A: That’s a great observation and it indicates how different young cardinals look from their parents. That all-brown bird was doubtless a young cardinal that had recently left the nest but still needed to be fed by a parent. For several months, young cardinals are a warm brown color, with little hint of the beautiful red birds they’ll become. Beaks will turn bright red in a few weeks, and youngsters will molt into cardinal-red feathers before winter. As for the male feeding his offspring, male cardinals take over feeding the young that fledge from their first nest while females take care of a second brood in a second nest, a double-nesting strategy that leads to more cardinals joining the world each year.
Messed up birdbath
Q: We have a birdbath next to the house and blackbirds deposit poop in it several times a day. Is this common and is there any way to discourage this disgusting practice?
A: Yes, it’s quite common for birds to deposit things we regard as disgusting in birdbaths, and there isn’t much that can be done to stop them. It sounds like the birds messing up your birdbath are removing their nestlings’ fecal sacs from the nest and disposing of these in the birdbath water. The good news is that this should cease soon as the young birds mature. You’re lucky not to have crows nesting nearby, because they can leave all kinds of revolting things in the birdbath, from pieces of young rabbit to chunks of carrion they’ve found in the road. After young birds fledge, birdbaths usually return to their former state of cleanliness.

Geese migrating late?
Q: Recently a large flock of geese in a V formation flew high over my head. They seemed to be heading north, and were honking loudly. This struck me as odd, since it was late May and migration ended months ago — many local geese already had goslings. What was going on, do you know?
A: I received several inquiries from readers about similar sightings, most mentioning a large flock of Canada geese flying northward on May 26. I was out bird-watching that morning and saw the same thing, a noisy flock of at least 150 flying geese, and others as far north as Duluth reported the same sight. This is a puzzle since, as you noted, migration ended weeks earlier.

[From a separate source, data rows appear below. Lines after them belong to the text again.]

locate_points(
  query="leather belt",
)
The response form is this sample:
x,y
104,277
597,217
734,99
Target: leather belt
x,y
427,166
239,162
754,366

I asked Nate Huck, a migratory game bird expert with the Minnesota DNR, if this was an example of “molt migration,” when waterfowl head north to safe lakes to spend several weeks while they molt new flight feathers.
“It definitely was molt migration,” Huck said. “Geese were streaming through on their way to shallow lakes in the north, where they’ll graze for a week or two.” Similar flocks were observed flying overhead over the next week or so. After a rest, Huck says, the geese fly even farther north, as far as the shores of Hudson’s Bay to take advantage of long days for foraging and plenty of food sources. There, they’ll drop all their flight feathers at once, rendering them unable to fly, making them vulnerable to predators, so they need a nearby body of water to escape to. Huck says the geese will remain in Canada until sometime in September, when they’ll migrate back to our area, returning in flocks.
Here’s the most fascinating aspect, to me: Huck says these flocks of molt migrators are generally made up of birds too young to breed or that failed in their attempts to attract a mate. “It makes evolutionary sense for these geese to vacate local habitats so as not to drain it of resources that are needed by breeding birds” and later, their offspring, he added.